NIAID announces the availability of funds for Administrative Supplements to a subset of existing NIAID-funded/co-funded Chemical Countermeasures Research Program (CCRP) grants and cooperative agreements across the NIH. These funds are intended to stimulate ongoing research by providing CCRP-supported researchers the opportunities to form new collaborations with each other that were not anticipated at the time of submission, review, and funding of the parent award. There must be sufficient progress on the parent project to justify the additional supplemental work. The collaborative activities must be within the scope of the approved aims of the parent award and are expected to generate important new and mutually beneficial opportunities for achieving the goals of the parent project and that of the collaborator’s. Both collaborating parties may submit applications for concurrent consideration provided the proposed efforts are distinct.

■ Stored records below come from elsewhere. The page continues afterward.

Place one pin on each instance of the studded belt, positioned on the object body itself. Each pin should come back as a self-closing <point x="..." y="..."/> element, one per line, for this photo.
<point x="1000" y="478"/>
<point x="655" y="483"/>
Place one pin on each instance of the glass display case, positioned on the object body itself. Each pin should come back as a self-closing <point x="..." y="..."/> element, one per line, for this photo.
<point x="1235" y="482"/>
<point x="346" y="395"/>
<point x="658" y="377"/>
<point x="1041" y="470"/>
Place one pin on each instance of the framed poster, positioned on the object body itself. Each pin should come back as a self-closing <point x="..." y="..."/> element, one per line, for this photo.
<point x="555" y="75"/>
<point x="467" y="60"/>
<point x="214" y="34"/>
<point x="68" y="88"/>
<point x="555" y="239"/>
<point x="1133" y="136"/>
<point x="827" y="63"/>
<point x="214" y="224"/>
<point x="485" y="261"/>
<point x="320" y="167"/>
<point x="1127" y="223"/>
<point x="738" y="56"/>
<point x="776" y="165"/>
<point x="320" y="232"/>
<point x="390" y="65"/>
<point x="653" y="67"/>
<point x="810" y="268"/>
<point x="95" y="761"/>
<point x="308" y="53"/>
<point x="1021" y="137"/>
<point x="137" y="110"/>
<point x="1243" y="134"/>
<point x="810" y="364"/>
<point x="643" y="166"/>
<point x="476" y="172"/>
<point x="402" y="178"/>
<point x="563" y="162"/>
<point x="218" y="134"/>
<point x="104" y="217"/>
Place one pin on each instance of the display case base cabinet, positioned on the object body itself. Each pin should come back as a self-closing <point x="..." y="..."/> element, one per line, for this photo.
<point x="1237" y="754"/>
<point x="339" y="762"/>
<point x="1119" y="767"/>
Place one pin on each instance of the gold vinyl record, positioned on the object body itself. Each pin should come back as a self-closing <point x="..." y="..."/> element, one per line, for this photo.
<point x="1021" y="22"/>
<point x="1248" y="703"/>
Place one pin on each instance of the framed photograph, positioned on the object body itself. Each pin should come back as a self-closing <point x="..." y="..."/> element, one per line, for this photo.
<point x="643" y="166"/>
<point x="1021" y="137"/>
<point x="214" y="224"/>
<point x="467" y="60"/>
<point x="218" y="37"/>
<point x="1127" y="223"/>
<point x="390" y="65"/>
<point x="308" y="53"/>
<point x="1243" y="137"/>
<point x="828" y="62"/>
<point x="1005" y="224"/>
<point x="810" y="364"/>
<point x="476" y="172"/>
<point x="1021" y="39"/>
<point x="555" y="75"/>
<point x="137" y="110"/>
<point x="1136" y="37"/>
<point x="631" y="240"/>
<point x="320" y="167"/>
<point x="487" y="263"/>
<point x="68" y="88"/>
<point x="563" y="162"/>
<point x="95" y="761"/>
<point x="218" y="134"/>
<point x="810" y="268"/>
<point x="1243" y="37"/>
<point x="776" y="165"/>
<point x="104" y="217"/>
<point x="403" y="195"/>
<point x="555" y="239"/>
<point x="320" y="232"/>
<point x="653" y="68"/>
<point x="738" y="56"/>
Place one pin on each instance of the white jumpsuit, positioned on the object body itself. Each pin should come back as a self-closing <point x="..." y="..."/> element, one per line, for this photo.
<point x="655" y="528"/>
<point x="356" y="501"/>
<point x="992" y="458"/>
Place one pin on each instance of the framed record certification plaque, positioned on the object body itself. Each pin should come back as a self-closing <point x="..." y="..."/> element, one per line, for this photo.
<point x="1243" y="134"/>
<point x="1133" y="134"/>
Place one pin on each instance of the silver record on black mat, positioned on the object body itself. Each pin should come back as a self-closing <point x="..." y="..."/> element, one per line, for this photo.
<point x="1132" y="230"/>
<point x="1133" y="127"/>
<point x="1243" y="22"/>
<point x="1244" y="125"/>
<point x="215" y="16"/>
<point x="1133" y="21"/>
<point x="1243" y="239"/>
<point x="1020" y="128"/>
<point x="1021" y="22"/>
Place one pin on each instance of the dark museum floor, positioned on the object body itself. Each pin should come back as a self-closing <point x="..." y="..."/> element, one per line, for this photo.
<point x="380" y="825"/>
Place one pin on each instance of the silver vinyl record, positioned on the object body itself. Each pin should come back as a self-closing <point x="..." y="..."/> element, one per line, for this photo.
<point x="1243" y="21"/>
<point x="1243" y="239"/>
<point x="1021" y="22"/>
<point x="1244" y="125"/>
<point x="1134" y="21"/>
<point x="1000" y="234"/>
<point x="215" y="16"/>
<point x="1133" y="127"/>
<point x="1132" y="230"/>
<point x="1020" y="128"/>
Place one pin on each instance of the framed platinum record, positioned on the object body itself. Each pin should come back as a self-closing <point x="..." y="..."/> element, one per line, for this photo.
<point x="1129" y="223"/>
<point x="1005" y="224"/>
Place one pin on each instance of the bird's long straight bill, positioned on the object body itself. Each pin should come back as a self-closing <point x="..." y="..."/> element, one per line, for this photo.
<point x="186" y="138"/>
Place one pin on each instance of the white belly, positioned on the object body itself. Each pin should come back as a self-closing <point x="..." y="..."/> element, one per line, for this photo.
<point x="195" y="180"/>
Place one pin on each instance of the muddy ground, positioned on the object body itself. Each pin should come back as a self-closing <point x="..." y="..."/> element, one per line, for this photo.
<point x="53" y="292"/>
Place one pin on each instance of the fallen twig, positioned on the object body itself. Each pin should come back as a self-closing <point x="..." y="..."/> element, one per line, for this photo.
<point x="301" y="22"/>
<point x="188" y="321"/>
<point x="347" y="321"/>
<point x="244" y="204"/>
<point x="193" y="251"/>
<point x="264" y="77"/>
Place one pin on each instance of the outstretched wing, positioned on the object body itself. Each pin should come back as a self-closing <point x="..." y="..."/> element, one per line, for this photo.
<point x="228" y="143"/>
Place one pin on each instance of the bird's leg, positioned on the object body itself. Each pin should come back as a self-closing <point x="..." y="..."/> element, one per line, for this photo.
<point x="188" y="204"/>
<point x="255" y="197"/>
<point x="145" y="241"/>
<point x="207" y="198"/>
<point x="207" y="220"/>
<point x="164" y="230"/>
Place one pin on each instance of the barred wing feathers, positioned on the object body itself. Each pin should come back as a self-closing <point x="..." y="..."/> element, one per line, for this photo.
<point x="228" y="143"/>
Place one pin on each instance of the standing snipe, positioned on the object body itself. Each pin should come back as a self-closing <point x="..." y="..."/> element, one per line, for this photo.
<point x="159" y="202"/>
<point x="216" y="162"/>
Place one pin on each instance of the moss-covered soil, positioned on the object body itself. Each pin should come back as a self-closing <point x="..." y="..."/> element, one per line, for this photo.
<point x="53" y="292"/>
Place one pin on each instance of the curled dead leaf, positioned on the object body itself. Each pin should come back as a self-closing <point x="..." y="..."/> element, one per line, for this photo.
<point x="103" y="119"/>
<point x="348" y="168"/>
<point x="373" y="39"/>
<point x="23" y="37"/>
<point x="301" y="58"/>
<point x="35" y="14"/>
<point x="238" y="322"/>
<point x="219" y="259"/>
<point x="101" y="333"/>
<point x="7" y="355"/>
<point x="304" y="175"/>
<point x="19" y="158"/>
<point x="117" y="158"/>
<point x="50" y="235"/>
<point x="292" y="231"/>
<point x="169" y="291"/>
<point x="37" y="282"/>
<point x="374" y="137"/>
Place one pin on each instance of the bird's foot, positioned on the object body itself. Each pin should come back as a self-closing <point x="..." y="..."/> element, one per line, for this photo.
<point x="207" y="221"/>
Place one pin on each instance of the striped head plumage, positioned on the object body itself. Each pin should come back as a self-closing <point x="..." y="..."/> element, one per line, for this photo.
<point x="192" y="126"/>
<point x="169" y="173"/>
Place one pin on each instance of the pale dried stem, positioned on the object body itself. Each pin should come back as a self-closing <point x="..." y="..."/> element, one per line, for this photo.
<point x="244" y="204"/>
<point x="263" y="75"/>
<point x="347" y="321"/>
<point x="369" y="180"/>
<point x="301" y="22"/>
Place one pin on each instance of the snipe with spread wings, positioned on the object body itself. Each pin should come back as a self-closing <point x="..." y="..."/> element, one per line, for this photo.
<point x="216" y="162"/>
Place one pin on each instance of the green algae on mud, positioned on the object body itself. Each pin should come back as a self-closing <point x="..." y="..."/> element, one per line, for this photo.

Collaborations that bring together ideas, theories, methods, and approaches from different scientific and clinical disciplines are particularly encouraged. Collaborative activities should not include solely the provision of reagents and materials but rather are expected to involve integration and exchange of ideas, knowledge, data, and methodologies that would contribute to success of the parent projects. Collaborations to cross validate models, research tools, or medical countermeasures in the partners’ laboratories are strongly encouraged as are exploratory efforts to establish inter-laboratories biomedical data repositories in compliance with the FAIR (Findable, Accessible, Interoperable, and Reusable digital objects) Data Principles. The data repositories should aim to accept, store, organize, validate, archive, preserve and distribute submission of relevant information from the broader CCRP-supported community. Partnering to access state-of-the-art methodology or data generation and analysis methodologies, such as Artificial Intelligence and Machine Learning (AI/ML), would also fall within the purpose of this collaborative supplement opportunity.
Collaborations must be newly established, that is, there must not be a substantial history of collaboration within the past three years between the grantee Program Director/Principal Investigator (PD/PI) and the collaborator (e.g., there must not be coauthored publications nor any NIH awards that have been funded with the proposed collaborator within the past three years).